Crise grecque : l'intransigeance allemande décryptée
Il y a un consensus très fort en Allemagne, qui transcende les grandes familles politiques, en faveur d’une exclusion de la Grèce de l’euro. Partout ailleurs, les opinions sont partagées, comme en France, mais pas en Allemagne. On ne le dira jamais assez, mais la monnaie, c’est de la culture, c’est de l’histoire. Chaque peuple a la sienne, forgée dans des épreuves inscrites dans la longue durée historique. La monnaie est tout sauf un outil neutre d’échanges. C’est vrai pour le dollar comme pour le franc, et plus encore pour le mark, le deutschemark que les Allemands ont abandonné, le plus souvent à contrecœur, pour bâtir une monnaie commune avec leurs voisins européens.
L’épisode ou plutôt le traumatisme fondateur pour nos voisins allemands restent celui des années 20. Le cauchemar est gravé à la date du 20 novembre 1923 : ce jour-là, les Allemands sont appelés à échanger leurs marks contre une nouvelle monnaie, le Rentenmark. Il faut donner 1.000 milliards de marks pour obtenir 1 Rentenmark ! La bulle de l’hyper-inflation vient d’exploser, entraînant la destruction de la monnaie et de l’épargne, ruinant des millions de ménages.

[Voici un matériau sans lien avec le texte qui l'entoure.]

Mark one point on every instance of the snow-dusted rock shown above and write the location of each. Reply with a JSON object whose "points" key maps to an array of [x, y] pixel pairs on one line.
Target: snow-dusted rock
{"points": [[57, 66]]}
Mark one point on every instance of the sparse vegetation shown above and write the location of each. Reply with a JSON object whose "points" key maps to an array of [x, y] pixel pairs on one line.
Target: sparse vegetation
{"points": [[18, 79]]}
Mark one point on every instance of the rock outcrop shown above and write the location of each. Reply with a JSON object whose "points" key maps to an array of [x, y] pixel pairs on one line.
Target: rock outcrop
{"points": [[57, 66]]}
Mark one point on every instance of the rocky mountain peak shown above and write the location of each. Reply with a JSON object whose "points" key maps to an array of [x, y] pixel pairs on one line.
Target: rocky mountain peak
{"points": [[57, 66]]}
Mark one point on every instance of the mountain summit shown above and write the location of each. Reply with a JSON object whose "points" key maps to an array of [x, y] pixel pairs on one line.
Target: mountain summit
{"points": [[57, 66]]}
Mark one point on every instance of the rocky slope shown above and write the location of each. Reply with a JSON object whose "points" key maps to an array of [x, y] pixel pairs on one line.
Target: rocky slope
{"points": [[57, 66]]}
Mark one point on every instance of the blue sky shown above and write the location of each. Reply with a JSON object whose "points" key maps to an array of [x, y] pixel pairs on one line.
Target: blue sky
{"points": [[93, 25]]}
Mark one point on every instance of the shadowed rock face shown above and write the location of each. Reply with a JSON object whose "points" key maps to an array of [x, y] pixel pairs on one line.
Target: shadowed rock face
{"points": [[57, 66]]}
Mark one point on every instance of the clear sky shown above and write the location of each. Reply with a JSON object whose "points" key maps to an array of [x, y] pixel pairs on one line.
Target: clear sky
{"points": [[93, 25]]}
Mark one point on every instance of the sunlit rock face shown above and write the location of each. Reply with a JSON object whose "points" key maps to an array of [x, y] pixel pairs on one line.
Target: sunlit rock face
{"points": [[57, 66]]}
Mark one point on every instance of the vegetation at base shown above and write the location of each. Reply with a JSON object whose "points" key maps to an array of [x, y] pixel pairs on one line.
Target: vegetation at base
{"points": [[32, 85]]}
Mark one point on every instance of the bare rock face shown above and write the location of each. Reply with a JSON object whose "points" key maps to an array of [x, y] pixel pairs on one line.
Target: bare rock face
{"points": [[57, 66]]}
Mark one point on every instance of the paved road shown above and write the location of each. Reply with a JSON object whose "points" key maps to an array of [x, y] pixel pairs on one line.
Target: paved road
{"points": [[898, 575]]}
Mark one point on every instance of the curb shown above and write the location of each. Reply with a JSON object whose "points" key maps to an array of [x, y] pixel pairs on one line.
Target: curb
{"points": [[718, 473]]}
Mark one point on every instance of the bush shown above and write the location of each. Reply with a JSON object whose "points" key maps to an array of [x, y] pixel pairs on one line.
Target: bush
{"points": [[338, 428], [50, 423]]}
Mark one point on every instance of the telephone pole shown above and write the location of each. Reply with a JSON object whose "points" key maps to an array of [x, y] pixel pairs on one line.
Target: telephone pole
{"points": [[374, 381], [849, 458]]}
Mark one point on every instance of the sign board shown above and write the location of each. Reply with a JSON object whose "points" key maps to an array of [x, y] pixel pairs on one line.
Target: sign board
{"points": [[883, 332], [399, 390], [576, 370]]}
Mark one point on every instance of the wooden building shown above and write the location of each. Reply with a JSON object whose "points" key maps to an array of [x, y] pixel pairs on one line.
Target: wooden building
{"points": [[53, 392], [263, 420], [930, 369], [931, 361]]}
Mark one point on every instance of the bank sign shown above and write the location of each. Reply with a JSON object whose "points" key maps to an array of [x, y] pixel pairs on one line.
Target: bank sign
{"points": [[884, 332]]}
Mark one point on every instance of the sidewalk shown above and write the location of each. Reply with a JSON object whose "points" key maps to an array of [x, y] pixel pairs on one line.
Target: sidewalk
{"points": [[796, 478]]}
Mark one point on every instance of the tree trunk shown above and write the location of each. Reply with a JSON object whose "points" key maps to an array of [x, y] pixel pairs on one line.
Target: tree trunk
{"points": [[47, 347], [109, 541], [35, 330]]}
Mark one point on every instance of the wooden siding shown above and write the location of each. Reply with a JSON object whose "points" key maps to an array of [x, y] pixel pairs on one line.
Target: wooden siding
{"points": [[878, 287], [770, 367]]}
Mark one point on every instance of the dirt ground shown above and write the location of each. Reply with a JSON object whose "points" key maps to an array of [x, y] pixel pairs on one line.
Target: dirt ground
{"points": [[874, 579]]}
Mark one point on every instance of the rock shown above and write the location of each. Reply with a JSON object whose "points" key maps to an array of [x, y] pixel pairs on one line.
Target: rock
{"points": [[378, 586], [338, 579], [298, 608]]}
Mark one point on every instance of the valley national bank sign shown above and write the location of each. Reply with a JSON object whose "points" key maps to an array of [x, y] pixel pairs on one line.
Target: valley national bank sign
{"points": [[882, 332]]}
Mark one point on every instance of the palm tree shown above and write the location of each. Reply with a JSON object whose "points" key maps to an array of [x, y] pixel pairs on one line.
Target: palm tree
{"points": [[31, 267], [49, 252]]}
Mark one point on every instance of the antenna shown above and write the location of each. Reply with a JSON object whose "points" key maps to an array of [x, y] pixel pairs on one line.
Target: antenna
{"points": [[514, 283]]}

Et ce cataclysme là reste gravé dans toutes les mémoires allemandes ?
Oui, et pour une raison profonde, c’est que les Allemands considèrent que ce désastre monétaire a mis le feu à l’Europe et préparé l’arrivée au pouvoir des nazis. Bref, en schématisant, voilà pourquoi une mauvaise gestion des comptes publics conduit non seulement à la ruine mais à l’abomination pure et simple. De cette histoire-là, va découler un rapport au politique singulier, une morale politique, toute teintée de protestantisme, un imaginaire, qui structure toute la culture politique allemande. Certes une partie de dettes du troisième Reich ont bien été effacées dans les années 50, mais pas avant que les Allemands aient fourni un énorme effort de reconstruction et de refondation de la démocratie, dans un système politique où les pouvoirs sont très équilibrés, où une personne fut-elle chancelier ou chancelière ne peut rien décider seul. Et c’est ce système et cet état d’esprit qui ont jeté les bases de la prospérité allemande.
Mais est-ce que cette histoire là n’est pas anachronique dans l’Europe d’aujourd’hui ?
Peut-être, mais vous aurez du mal à en convaincre les Allemands. Même si nous sommes nombreux à considérer aujourd’hui que l’excédent budgétaire allemand est non seulement anachronique, mais aussi une erreur et même une faute politique dans un contexte de crise européenne. Il reste qu’Angela Merkel sera la première à rappeler à Alexis Tsipras quelques vérités : il n’y a pas d’union monétaire viable sans confiance entre partenaires, sans aussi des règles, pour ne pas dire une discipline commune. Personne ne peut en faire qu’à sa tête, sauf à affaiblir tous les autres. Bref, c’est la fameuse dialectique reprise lundi soir par Angela Merkel et François Hollande, entre responsabilité et solidarité. Après six mois de tergiversation et d’atermoiements, jamais la voie n’a paru si étroite.